THIS is not the first time that the Johor-born landscape designer has achieved international fame.
In 2005, he clinched the silver medal at the Chelsea Flower Show, one of the world’s biggest and oldest horticultural shows.
Last year, Lim In Chong was awarded the silver medal in the show garden category of the international Singapore Garden Festival.
Deftly using the plant media like an artist to create masterpieces of soothing and meaningful landscape designs, he also swept the best design award and peace and flowers award at the premier show in Nagasaki, Japan.

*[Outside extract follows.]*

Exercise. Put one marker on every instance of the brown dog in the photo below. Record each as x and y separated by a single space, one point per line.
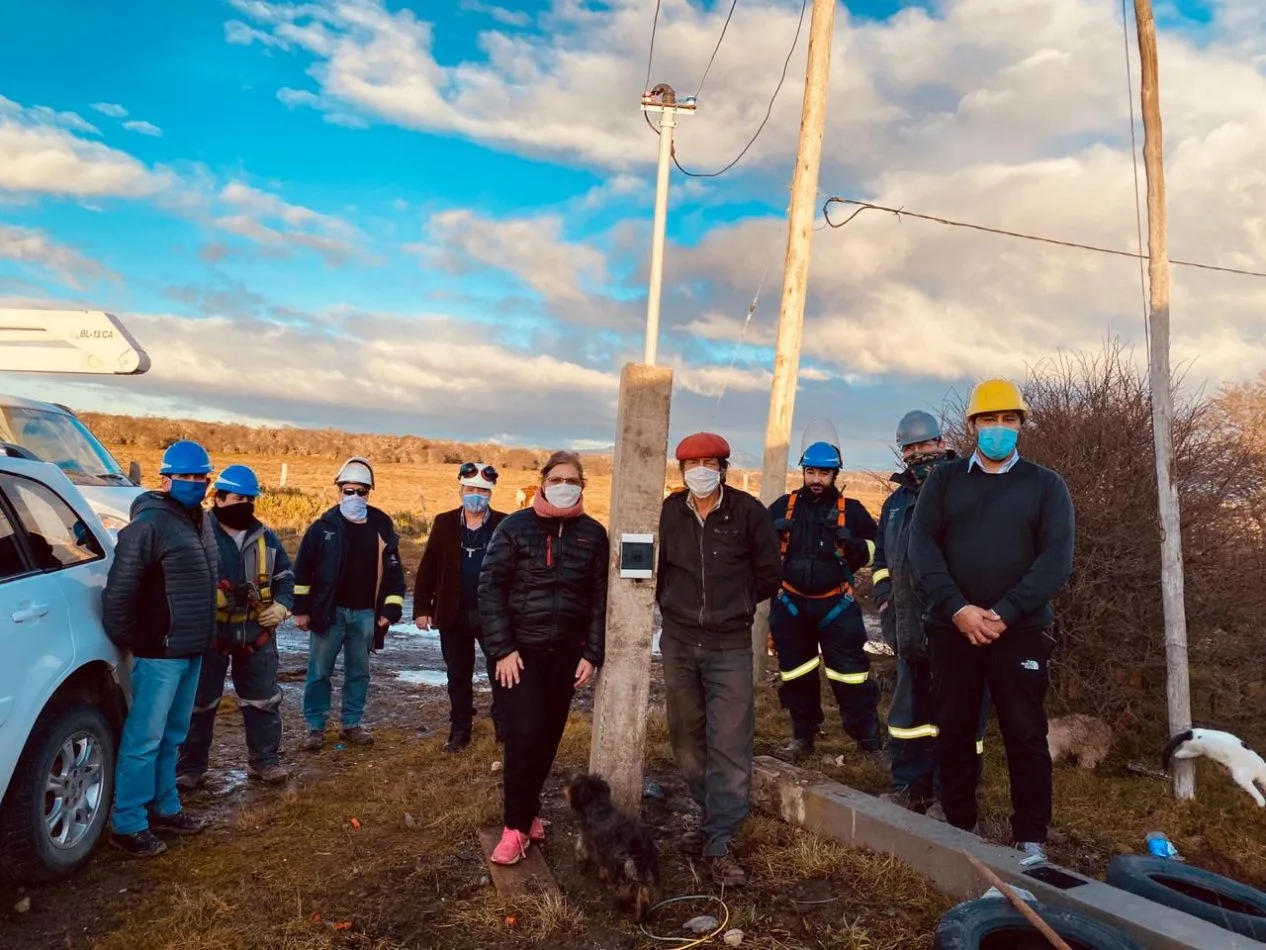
1080 739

Lim, 56, said creating the show garden at Nagasaki, which he named washinboutei (meaning peace, faith and hope) in response to the tsunami that devastated northern Japan recently, was a most touching experience.“I’m glad that my creation had touched the hearts of the Japanese, as was evident in the feelings and tears of those who viewed my garden, which comprised of three connected sections symbolising the pre-tsunami, post-tsunami and rejuvenation phases of Japan.”
Lim said the middle section of his garden, referred as the faith garden, was a direct response to the tsunami tragedy.
“The faith garden symbolises anguish in the face of tragedy, the red-coloured steel wall is hard and cold and the red signifies blood. There is a black painted moon on the wall.
“The top of the wall has sharp points. The plants are sombre purple and black and a weeping plum tree is drowned in a layer of water.
“However, the metal path that has disappeared under the black water is still there.
“And if you have faith, you will be able to walk on the path, which is a few millimetres under the water.”
Lim said on one side of the faith garden was the pre-tsunami garden, symbolising peace and tranquility in the ways of traditional Japanese life, marked by tall bamboo plants, flowers and moss.
“The other side features a rusted metal seating surrounded by different types of grasses and smaller bamboo plants, symbolising hope and rejuvenation.
“Grasses are the first flora to grow after any natural disaster.
“It also represents annuals like wheat, rice and other grains that provide food.”
In its profile on Lim, the Gardening World Cup website stated: “Lim’s extensive tropical plant knowledge, innovative ideas and intuitive understanding of space relations have helped him become a highly sought-after designer in Southeast Asia.
“As a landscape designer, Lim has an instinctive understanding of space relations which allows him to play with the body and movement.
“As you journey through his gardens and landscapes, you will be presented with views, scents, colour and sound — a result of detailed and architectural plant selections. Each plant has its purpose.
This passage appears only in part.